Never said the issue was the channel and the fact that all you get is a help button is something that should be addressed. I believe in these cases cancel does remove the dialog. Also agree the box should not belly up in this situations. I think Rob has a few times indicated the OTA recover needs to be more robust with the 622 though. I personally have not had any OTA issues, but OTA is definitely the biggest variable with all the HD receviers.

As for it being in the background.... I personally don't see it that way though I can see how some would. I see it as a series of streams (2 Dish, 1 OTA, and 1 recorded) that I can view. So if one of those streams is having an issue recording I would like to know. Perhaps there is a more eloquent way that this could occur, but I personally would vote for letting me know rather than either silently failing or just continuing to record with break up.

As for Dish knowing... Well I am sure with a code search they could find the dialog, but then again a picture is worth a thousand words. 

What signal strength are you seeing with your other channels compared to this one?


----------



## Ron Barry (Dec 10, 2002)

normang said:


> As for the dialogs, it would be nice if they were cancellable. However, at the moment they are not..


I have not gotten one of these in a while. The cancel button does not dismiss the dialog?

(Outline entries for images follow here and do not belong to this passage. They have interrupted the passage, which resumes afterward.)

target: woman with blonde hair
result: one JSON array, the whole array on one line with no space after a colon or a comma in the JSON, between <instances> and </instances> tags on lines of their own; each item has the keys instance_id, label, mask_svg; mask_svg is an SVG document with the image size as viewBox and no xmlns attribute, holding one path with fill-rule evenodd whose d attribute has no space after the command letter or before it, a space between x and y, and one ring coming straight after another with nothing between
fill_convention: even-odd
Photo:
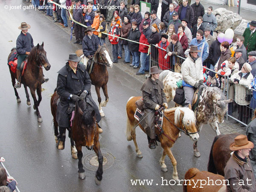
<instances>
[{"instance_id":1,"label":"woman with blonde hair","mask_svg":"<svg viewBox=\"0 0 256 192\"><path fill-rule=\"evenodd\" d=\"M167 29L167 31L166 32L166 34L168 35L168 39L167 41L169 43L172 42L172 36L173 35L176 35L175 33L175 29L174 28L174 25L172 24L171 24Z\"/></svg>"},{"instance_id":2,"label":"woman with blonde hair","mask_svg":"<svg viewBox=\"0 0 256 192\"><path fill-rule=\"evenodd\" d=\"M148 39L148 41L149 44L152 44L153 45L156 45L158 44L160 41L160 33L159 33L159 30L157 28L157 26L156 23L154 23L151 27L151 30L152 31L152 34ZM151 46L151 56L152 57L152 62L151 66L154 65L157 65L157 61L158 58L158 49L156 47L152 45Z\"/></svg>"}]
</instances>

I thought it did.. but my memory is not as good as it used to be.


----------



## normang (Nov 14, 2002)

Ron Barry said:


> I have not gotten one of these in a while. The cancel button does not dismiss the dialog? I thought it did.. but my memory is not as good as it used to be.

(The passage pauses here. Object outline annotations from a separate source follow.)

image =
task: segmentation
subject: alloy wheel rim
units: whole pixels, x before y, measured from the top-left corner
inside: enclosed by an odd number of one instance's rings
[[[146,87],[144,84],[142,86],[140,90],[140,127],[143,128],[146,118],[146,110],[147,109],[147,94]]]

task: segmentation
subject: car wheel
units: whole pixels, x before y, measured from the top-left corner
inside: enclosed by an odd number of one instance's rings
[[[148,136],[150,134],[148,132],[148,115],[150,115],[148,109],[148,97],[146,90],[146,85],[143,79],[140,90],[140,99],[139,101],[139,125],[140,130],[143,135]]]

When I've seen these dialogs, I recalll they have help, and they stay until you take some other action, like change the channel. Now when it happens while your doing something else, like recording, it seems to get more complicated.

However its been a while since I've seen the dialogs as well. I get good signals on channels I want to record. I don't bother trying to record poor OTA, even if there was something I wanted to watch, because I know it would be a poor viewing experience at best. And unwatchable at worst.


----------



## James Long (Apr 17, 2003)

They stay until the problem goes away. On playback it pops up a "part of this recording was lost" box that one can press select to acknowledge. On a recording with a lot of loss a series of losses can be very annoying. (Lots of popups to confirm.)


----------



## Ron Barry (Dec 10, 2002)

I have seen the part of recording is lost and that is a dialog... Guess that happend while the box was in standby because I have not seen the first part of this one. Maybe I have, but been a while and don't recall the exact user experience under these conditions.


----------



## James Long (Apr 17, 2003)

When watching OTA live and the signal is lost the attached popup appears. If you select HELP the receiver will blame the signal loss on your OTA antenna or local station.  There is nothing else your receiver can do if it's not receiving a signal other than a black screen and an explaination - changing channel (or the signal coming back) would be the only ways of getting a picture.

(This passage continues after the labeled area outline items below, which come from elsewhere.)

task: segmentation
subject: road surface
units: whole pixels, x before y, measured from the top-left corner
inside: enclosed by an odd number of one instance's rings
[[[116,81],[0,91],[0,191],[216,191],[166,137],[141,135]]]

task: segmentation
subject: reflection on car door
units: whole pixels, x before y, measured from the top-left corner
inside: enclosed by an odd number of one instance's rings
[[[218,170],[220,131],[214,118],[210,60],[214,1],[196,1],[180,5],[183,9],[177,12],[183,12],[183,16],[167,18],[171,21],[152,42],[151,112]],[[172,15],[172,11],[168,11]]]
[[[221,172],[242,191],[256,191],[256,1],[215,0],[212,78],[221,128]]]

Replaying a DVR'd OTA that has signal losses is peppered with the normal "a portion of this recording has been lost" message. The annoyance I described was with a marginal signal (which has since been fixed by adjusting my antenna). Each little snip of recordable material interrupted by the popup.


----------



## boylehome (Jul 16, 2004)

James Long said:


> When watching OTA live and the signal is lost the attached popup appears. If you select HELP the receiver will blame the signal loss on your OTA antenna or local station.  There is nothing else your receiver can do if it's not receiving a signal other than a black screen and an explaination - changing channel (or the signal coming back) would be the only ways of getting a picture.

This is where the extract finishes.